I am a Ph.D. student in Computer Science at Stanford University, advised by Chelsea Finn and Percy Liang . I conduct research in AI and robotics.
Previously, I graduated summa cum laude from UCLA with a bachelor's degree in Computer Science and received a master's degree in Computer Science from Stanford. At Stanford, I was thankfully one of five students in my graduating class generously supported by the Siebel Scholarship.
I am passionate about teaching and mentoring students and have served as the Head TA for CS231N in Spring 2022 and as a research mentor for LINXS (a Stanford CS diversity outreach program) in Summer 2023.
I also founded Deep Learning Portal, which is an AI mentorship and outreach program that provides high-quality, personalized guidance to disadvantaged college students so that they can learn deep learning fundamentals quickly.
We introduce OpenVLA, a 7B-parameter open-source vision-language-action model (VLA), pretrained on 970k robot episodes from the Open X-Embodiment dataset.
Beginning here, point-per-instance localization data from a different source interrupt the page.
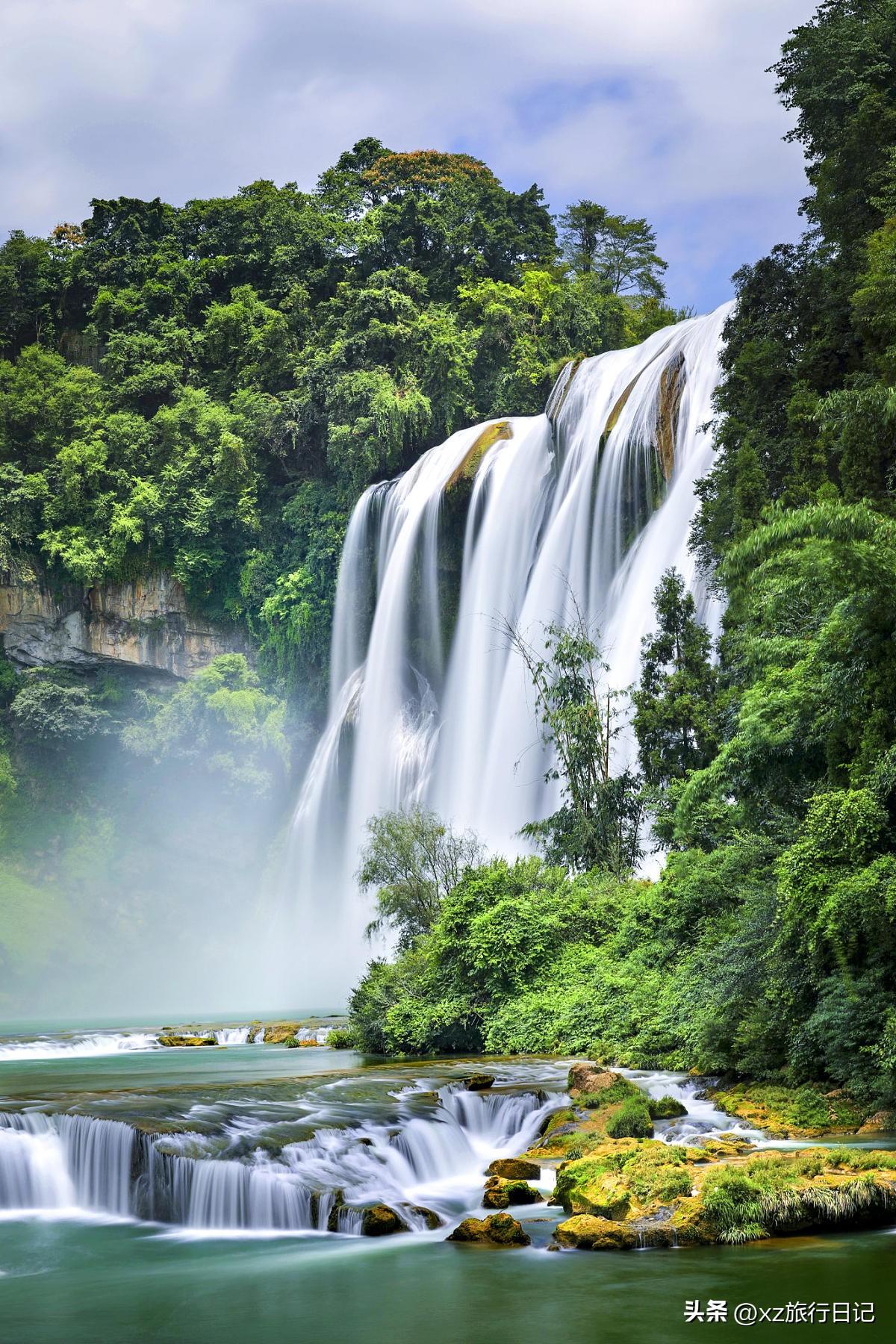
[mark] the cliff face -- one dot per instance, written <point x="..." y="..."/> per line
<point x="143" y="625"/>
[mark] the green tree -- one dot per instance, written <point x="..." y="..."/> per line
<point x="600" y="821"/>
<point x="621" y="252"/>
<point x="413" y="860"/>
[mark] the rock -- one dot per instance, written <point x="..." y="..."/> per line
<point x="667" y="1108"/>
<point x="632" y="1121"/>
<point x="514" y="1169"/>
<point x="882" y="1120"/>
<point x="186" y="1041"/>
<point x="144" y="625"/>
<point x="588" y="1078"/>
<point x="586" y="1233"/>
<point x="500" y="1194"/>
<point x="479" y="1082"/>
<point x="496" y="1230"/>
<point x="382" y="1221"/>
<point x="429" y="1216"/>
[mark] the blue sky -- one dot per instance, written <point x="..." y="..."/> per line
<point x="656" y="108"/>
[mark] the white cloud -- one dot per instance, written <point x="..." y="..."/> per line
<point x="655" y="107"/>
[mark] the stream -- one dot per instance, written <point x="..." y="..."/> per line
<point x="193" y="1189"/>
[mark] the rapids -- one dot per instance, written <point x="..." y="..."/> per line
<point x="514" y="520"/>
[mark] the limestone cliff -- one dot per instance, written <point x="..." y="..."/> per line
<point x="144" y="625"/>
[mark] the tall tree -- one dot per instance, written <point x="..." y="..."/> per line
<point x="620" y="250"/>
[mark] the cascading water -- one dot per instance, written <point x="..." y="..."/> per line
<point x="60" y="1164"/>
<point x="588" y="503"/>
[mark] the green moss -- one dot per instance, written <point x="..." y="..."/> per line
<point x="630" y="1121"/>
<point x="667" y="1108"/>
<point x="810" y="1109"/>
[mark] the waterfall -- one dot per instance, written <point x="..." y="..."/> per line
<point x="514" y="519"/>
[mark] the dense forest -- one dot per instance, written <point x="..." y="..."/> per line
<point x="207" y="390"/>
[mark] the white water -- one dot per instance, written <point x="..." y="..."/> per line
<point x="563" y="510"/>
<point x="703" y="1115"/>
<point x="77" y="1048"/>
<point x="101" y="1043"/>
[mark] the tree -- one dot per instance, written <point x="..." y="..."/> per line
<point x="413" y="859"/>
<point x="621" y="252"/>
<point x="600" y="823"/>
<point x="675" y="705"/>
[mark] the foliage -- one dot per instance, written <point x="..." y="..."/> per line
<point x="620" y="252"/>
<point x="600" y="821"/>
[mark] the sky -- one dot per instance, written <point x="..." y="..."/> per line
<point x="655" y="108"/>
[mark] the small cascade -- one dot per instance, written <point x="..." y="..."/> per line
<point x="66" y="1162"/>
<point x="233" y="1036"/>
<point x="703" y="1116"/>
<point x="512" y="520"/>
<point x="94" y="1045"/>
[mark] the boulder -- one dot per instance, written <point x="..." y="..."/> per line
<point x="667" y="1108"/>
<point x="500" y="1194"/>
<point x="496" y="1230"/>
<point x="590" y="1078"/>
<point x="382" y="1221"/>
<point x="173" y="1041"/>
<point x="588" y="1233"/>
<point x="429" y="1216"/>
<point x="882" y="1120"/>
<point x="514" y="1169"/>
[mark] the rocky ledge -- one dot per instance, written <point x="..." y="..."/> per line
<point x="144" y="625"/>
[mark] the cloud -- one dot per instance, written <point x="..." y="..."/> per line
<point x="653" y="107"/>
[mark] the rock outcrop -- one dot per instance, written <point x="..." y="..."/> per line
<point x="497" y="1230"/>
<point x="144" y="625"/>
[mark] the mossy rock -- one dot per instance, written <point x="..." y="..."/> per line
<point x="432" y="1219"/>
<point x="173" y="1041"/>
<point x="632" y="1121"/>
<point x="514" y="1169"/>
<point x="494" y="1230"/>
<point x="382" y="1221"/>
<point x="588" y="1080"/>
<point x="479" y="1082"/>
<point x="667" y="1108"/>
<point x="588" y="1233"/>
<point x="588" y="1186"/>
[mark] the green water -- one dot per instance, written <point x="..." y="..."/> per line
<point x="82" y="1281"/>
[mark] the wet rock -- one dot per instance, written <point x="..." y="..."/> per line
<point x="382" y="1221"/>
<point x="590" y="1078"/>
<point x="514" y="1169"/>
<point x="500" y="1194"/>
<point x="496" y="1230"/>
<point x="588" y="1233"/>
<point x="173" y="1041"/>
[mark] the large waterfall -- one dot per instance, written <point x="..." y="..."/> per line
<point x="512" y="520"/>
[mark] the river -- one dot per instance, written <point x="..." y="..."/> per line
<point x="196" y="1225"/>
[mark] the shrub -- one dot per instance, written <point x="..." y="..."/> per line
<point x="630" y="1121"/>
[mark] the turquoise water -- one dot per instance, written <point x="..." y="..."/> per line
<point x="72" y="1278"/>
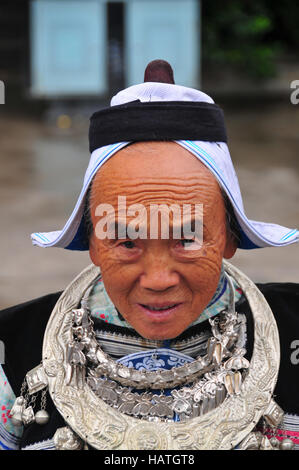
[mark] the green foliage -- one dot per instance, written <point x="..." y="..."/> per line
<point x="248" y="36"/>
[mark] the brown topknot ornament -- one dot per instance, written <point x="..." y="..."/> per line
<point x="159" y="71"/>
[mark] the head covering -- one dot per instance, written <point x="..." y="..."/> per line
<point x="165" y="111"/>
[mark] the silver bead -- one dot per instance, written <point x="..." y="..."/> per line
<point x="42" y="417"/>
<point x="16" y="419"/>
<point x="286" y="444"/>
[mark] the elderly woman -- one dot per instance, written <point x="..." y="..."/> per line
<point x="161" y="343"/>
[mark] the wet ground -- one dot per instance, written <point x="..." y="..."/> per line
<point x="42" y="167"/>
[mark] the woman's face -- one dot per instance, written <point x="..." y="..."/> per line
<point x="158" y="285"/>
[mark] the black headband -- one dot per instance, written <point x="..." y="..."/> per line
<point x="157" y="121"/>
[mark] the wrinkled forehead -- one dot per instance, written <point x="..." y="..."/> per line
<point x="145" y="171"/>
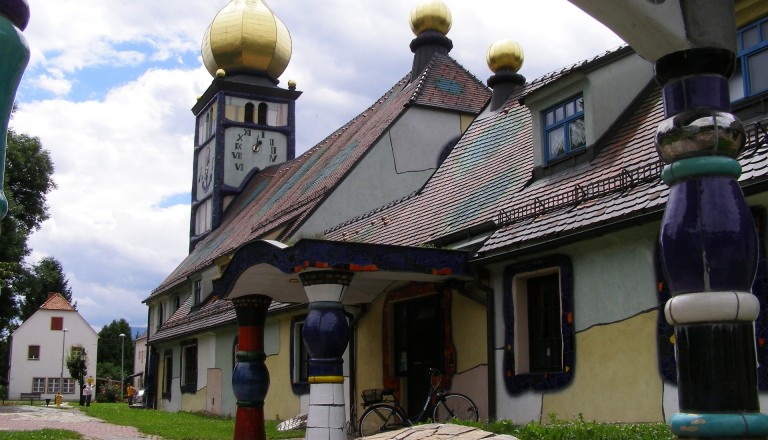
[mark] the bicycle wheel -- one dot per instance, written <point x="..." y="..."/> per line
<point x="455" y="406"/>
<point x="379" y="418"/>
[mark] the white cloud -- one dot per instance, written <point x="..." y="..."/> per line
<point x="121" y="153"/>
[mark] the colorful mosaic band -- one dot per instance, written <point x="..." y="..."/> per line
<point x="250" y="377"/>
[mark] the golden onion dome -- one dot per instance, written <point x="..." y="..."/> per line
<point x="505" y="54"/>
<point x="431" y="15"/>
<point x="246" y="36"/>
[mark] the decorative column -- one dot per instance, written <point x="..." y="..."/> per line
<point x="709" y="249"/>
<point x="14" y="56"/>
<point x="250" y="378"/>
<point x="325" y="335"/>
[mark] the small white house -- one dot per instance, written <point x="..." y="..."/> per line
<point x="39" y="348"/>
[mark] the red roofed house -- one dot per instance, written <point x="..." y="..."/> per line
<point x="37" y="347"/>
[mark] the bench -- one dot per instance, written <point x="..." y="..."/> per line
<point x="30" y="396"/>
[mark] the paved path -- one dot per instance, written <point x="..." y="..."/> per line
<point x="28" y="418"/>
<point x="436" y="431"/>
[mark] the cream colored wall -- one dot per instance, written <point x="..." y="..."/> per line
<point x="369" y="348"/>
<point x="281" y="403"/>
<point x="617" y="377"/>
<point x="469" y="333"/>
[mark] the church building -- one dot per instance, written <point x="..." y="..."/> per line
<point x="512" y="235"/>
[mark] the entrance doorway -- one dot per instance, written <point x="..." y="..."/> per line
<point x="419" y="336"/>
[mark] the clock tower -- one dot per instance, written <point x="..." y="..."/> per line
<point x="244" y="121"/>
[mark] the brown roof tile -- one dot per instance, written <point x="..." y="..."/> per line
<point x="56" y="301"/>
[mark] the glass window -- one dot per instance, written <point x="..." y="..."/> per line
<point x="564" y="131"/>
<point x="538" y="319"/>
<point x="189" y="368"/>
<point x="204" y="216"/>
<point x="167" y="374"/>
<point x="53" y="385"/>
<point x="545" y="339"/>
<point x="68" y="386"/>
<point x="751" y="75"/>
<point x="38" y="384"/>
<point x="198" y="291"/>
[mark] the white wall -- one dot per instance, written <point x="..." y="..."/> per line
<point x="37" y="331"/>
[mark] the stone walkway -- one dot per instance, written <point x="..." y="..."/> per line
<point x="436" y="431"/>
<point x="29" y="418"/>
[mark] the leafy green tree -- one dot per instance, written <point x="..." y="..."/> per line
<point x="111" y="344"/>
<point x="28" y="179"/>
<point x="77" y="365"/>
<point x="45" y="277"/>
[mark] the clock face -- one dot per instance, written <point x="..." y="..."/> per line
<point x="249" y="148"/>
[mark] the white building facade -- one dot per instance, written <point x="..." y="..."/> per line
<point x="39" y="348"/>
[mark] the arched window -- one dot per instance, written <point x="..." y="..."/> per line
<point x="262" y="113"/>
<point x="249" y="112"/>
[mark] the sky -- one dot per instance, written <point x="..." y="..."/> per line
<point x="110" y="85"/>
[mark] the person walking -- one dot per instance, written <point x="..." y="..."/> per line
<point x="131" y="392"/>
<point x="88" y="392"/>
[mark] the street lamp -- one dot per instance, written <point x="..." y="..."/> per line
<point x="63" y="340"/>
<point x="122" y="371"/>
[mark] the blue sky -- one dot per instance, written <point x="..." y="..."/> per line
<point x="110" y="86"/>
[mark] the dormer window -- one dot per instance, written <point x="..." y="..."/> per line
<point x="751" y="75"/>
<point x="198" y="292"/>
<point x="564" y="131"/>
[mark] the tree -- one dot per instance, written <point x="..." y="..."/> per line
<point x="77" y="365"/>
<point x="46" y="276"/>
<point x="28" y="179"/>
<point x="111" y="344"/>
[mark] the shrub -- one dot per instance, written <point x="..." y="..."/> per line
<point x="108" y="393"/>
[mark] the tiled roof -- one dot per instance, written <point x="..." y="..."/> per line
<point x="56" y="301"/>
<point x="215" y="313"/>
<point x="283" y="196"/>
<point x="488" y="178"/>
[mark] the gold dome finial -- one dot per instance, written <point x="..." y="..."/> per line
<point x="247" y="36"/>
<point x="431" y="15"/>
<point x="505" y="54"/>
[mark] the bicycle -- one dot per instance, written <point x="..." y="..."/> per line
<point x="384" y="413"/>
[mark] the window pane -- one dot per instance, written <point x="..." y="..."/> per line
<point x="576" y="134"/>
<point x="569" y="109"/>
<point x="556" y="142"/>
<point x="736" y="84"/>
<point x="749" y="38"/>
<point x="53" y="385"/>
<point x="550" y="118"/>
<point x="758" y="72"/>
<point x="38" y="385"/>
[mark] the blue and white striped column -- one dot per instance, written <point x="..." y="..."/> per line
<point x="325" y="335"/>
<point x="709" y="249"/>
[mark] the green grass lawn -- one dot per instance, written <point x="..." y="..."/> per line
<point x="42" y="434"/>
<point x="180" y="425"/>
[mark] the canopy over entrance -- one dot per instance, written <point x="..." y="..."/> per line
<point x="270" y="268"/>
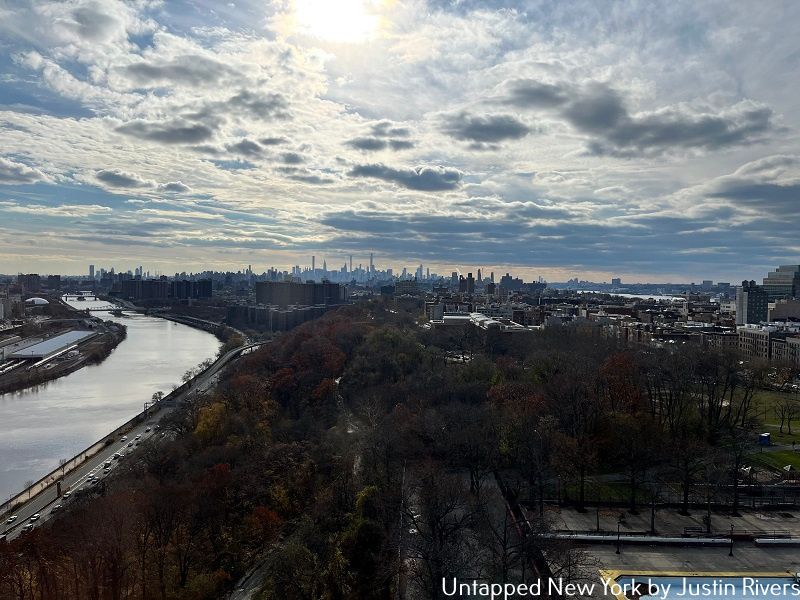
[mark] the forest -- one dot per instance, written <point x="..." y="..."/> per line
<point x="363" y="456"/>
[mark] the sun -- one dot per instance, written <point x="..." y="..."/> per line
<point x="341" y="21"/>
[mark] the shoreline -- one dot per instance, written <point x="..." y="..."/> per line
<point x="111" y="338"/>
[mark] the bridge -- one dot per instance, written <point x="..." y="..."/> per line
<point x="74" y="474"/>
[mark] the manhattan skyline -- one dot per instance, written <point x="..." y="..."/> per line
<point x="538" y="138"/>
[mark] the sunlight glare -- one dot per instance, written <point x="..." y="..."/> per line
<point x="344" y="21"/>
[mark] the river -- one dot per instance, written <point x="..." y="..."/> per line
<point x="41" y="425"/>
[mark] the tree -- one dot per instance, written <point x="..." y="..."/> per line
<point x="443" y="545"/>
<point x="786" y="409"/>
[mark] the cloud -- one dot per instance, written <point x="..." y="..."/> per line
<point x="245" y="147"/>
<point x="375" y="143"/>
<point x="61" y="210"/>
<point x="167" y="132"/>
<point x="175" y="186"/>
<point x="292" y="158"/>
<point x="485" y="129"/>
<point x="267" y="106"/>
<point x="193" y="70"/>
<point x="272" y="141"/>
<point x="368" y="143"/>
<point x="12" y="172"/>
<point x="122" y="179"/>
<point x="424" y="178"/>
<point x="387" y="128"/>
<point x="770" y="185"/>
<point x="597" y="110"/>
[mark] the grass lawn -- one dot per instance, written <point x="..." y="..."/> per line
<point x="783" y="438"/>
<point x="764" y="404"/>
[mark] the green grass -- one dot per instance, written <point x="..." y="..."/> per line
<point x="783" y="438"/>
<point x="777" y="460"/>
<point x="764" y="404"/>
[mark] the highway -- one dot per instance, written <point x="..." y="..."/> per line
<point x="80" y="477"/>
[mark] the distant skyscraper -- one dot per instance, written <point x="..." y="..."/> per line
<point x="751" y="303"/>
<point x="783" y="282"/>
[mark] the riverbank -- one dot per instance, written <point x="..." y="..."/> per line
<point x="43" y="425"/>
<point x="93" y="351"/>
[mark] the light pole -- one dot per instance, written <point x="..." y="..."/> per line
<point x="730" y="553"/>
<point x="541" y="482"/>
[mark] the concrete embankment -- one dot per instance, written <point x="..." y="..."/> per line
<point x="76" y="461"/>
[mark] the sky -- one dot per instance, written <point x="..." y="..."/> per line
<point x="651" y="141"/>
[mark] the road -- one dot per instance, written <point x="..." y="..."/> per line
<point x="78" y="478"/>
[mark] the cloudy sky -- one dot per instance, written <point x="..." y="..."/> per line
<point x="652" y="141"/>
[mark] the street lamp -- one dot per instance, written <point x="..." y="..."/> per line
<point x="730" y="553"/>
<point x="541" y="482"/>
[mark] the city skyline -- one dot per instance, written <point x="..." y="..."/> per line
<point x="651" y="145"/>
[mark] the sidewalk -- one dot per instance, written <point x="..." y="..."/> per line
<point x="669" y="523"/>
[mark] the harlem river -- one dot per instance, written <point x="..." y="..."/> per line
<point x="56" y="420"/>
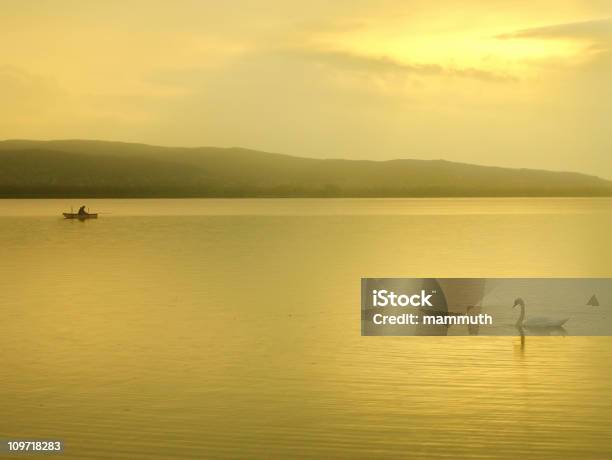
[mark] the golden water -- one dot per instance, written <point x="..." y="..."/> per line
<point x="231" y="328"/>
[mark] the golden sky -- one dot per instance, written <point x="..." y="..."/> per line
<point x="509" y="83"/>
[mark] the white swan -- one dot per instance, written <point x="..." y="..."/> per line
<point x="537" y="321"/>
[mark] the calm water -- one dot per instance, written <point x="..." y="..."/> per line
<point x="230" y="328"/>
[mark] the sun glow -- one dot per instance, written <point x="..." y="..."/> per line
<point x="504" y="56"/>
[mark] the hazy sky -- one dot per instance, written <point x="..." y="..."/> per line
<point x="509" y="83"/>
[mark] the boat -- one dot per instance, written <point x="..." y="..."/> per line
<point x="76" y="215"/>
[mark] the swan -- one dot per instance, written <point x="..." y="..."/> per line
<point x="537" y="321"/>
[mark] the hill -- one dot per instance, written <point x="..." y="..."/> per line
<point x="115" y="169"/>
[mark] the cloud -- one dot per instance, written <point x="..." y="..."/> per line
<point x="387" y="65"/>
<point x="595" y="30"/>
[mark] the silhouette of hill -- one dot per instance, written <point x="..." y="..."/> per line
<point x="115" y="169"/>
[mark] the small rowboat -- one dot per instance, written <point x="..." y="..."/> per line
<point x="76" y="215"/>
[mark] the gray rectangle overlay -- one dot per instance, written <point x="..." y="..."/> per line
<point x="486" y="306"/>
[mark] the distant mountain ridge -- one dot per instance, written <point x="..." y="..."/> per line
<point x="115" y="169"/>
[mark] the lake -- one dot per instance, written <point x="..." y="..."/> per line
<point x="231" y="329"/>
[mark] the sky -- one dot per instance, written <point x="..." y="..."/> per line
<point x="495" y="82"/>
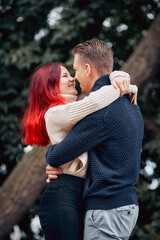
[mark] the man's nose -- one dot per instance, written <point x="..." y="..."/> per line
<point x="73" y="79"/>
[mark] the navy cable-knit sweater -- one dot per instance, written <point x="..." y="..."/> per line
<point x="113" y="138"/>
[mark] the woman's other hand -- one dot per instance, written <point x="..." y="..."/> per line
<point x="52" y="172"/>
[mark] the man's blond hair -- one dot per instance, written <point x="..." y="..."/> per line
<point x="97" y="53"/>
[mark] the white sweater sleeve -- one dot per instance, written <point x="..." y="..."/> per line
<point x="75" y="111"/>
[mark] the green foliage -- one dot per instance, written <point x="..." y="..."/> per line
<point x="28" y="38"/>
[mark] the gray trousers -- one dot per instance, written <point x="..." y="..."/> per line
<point x="116" y="223"/>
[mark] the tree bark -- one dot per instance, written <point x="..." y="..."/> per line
<point x="144" y="63"/>
<point x="27" y="180"/>
<point x="21" y="189"/>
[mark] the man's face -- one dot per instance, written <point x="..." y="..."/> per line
<point x="81" y="73"/>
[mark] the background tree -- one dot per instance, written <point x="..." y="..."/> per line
<point x="29" y="37"/>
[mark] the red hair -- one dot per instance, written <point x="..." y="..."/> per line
<point x="43" y="94"/>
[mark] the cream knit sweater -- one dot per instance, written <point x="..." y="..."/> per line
<point x="61" y="119"/>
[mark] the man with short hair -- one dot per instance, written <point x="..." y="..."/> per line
<point x="113" y="138"/>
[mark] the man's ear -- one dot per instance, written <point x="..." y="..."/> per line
<point x="88" y="69"/>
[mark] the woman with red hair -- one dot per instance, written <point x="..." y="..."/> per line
<point x="51" y="113"/>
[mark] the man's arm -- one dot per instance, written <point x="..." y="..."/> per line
<point x="88" y="133"/>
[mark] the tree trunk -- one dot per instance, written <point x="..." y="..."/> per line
<point x="27" y="180"/>
<point x="144" y="63"/>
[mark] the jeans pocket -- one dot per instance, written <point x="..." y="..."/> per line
<point x="96" y="217"/>
<point x="45" y="208"/>
<point x="127" y="216"/>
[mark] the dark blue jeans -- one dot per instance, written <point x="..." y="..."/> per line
<point x="61" y="209"/>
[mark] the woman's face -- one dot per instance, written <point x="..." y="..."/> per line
<point x="66" y="83"/>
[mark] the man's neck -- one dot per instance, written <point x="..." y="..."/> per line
<point x="95" y="76"/>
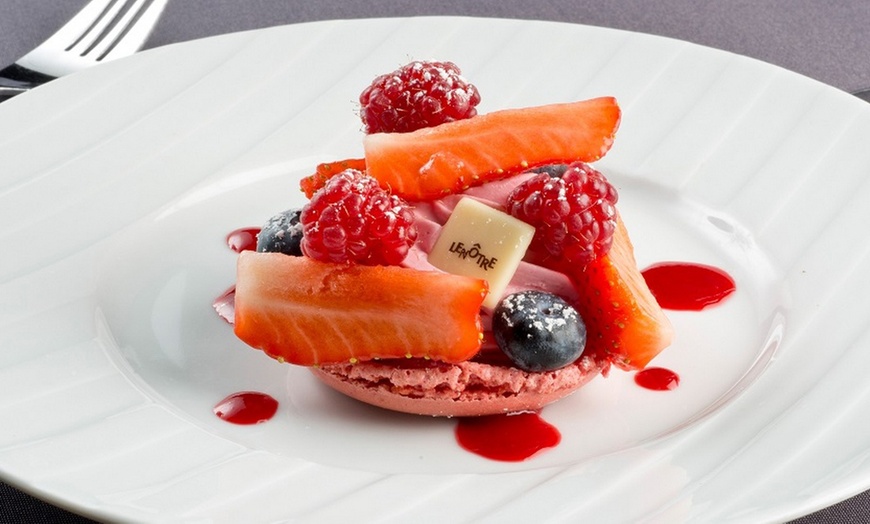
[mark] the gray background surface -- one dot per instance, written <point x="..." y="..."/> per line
<point x="825" y="39"/>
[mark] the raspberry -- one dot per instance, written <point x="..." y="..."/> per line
<point x="353" y="220"/>
<point x="417" y="95"/>
<point x="574" y="216"/>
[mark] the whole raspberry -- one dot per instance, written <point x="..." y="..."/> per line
<point x="353" y="220"/>
<point x="417" y="95"/>
<point x="574" y="215"/>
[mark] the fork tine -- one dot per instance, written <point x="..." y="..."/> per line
<point x="122" y="31"/>
<point x="137" y="31"/>
<point x="93" y="33"/>
<point x="79" y="24"/>
<point x="101" y="31"/>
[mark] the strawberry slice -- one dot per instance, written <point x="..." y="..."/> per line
<point x="451" y="157"/>
<point x="623" y="320"/>
<point x="310" y="184"/>
<point x="307" y="312"/>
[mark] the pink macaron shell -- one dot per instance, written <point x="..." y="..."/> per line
<point x="456" y="390"/>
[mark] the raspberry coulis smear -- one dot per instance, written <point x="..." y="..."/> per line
<point x="508" y="438"/>
<point x="246" y="408"/>
<point x="687" y="286"/>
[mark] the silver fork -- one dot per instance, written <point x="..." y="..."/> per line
<point x="103" y="30"/>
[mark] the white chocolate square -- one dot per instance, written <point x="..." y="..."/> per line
<point x="482" y="242"/>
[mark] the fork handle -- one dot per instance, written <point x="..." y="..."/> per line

OpenVLA sets a new state of the art for generalist robot manipulation policies. It supports controlling multiple robots out of the box and can be quickly adapted to new robot setups via parameter-efficient fine-tuning. OpenVLA models, code, and training data are fully open-source.
We introduce the Open X-Embodiment Dataset, the largest robot learning dataset to date with 1M+ real robot trajectories, spanning 22 robot embodiments. We train large, Transformer-based policies on the dataset (RT-1-X, RT-2-X) and show that co-training with our diverse dataset substantially improves performance.
We introduce BridgeData V2, a large and diverse dataset of robotic manipulation behaviors designed to facilitate research on scalable robot learning. BridgeData V2 contains 60,096 trajectories collected across 24 environments on a publicly available low-cost robot.
We leverage neural radiance fields (NeRFs) to generate perturbed end-effector wrist camera viewpoints while simultaneously calculating corrective actions in order to improve absolute success rates of 6-DoF robotic grasping policies by 22.5% on average.
We augment narrow robotic imitation datasets with broad unlabeled human video demonstrations to greatly enhance the generalization of eye-in-hand visuomotor policies. Although a clear visual domain gap exists between human and robot data, our framework does not need to employ any explicit domain adaptation method and enables robots to generalize to both new environment configurations and new tasks that are unseen in the robot demonstration data.
We conduct extensive experiments to show that utilizing a hand-centric (eye-in-hand) visual perspective consistently improves training efficiency and out-of-distribution generalization in vision-based robotic manipulation. These benefits hold across a variety of learning algorithms, experimental settings, and distribution shifts. When hand-centric observability is not sufficient, we propose a simple yet effective approach to incorporate a third-person information stream while regularizing it via a variational information bottleneck to prevent overfitting.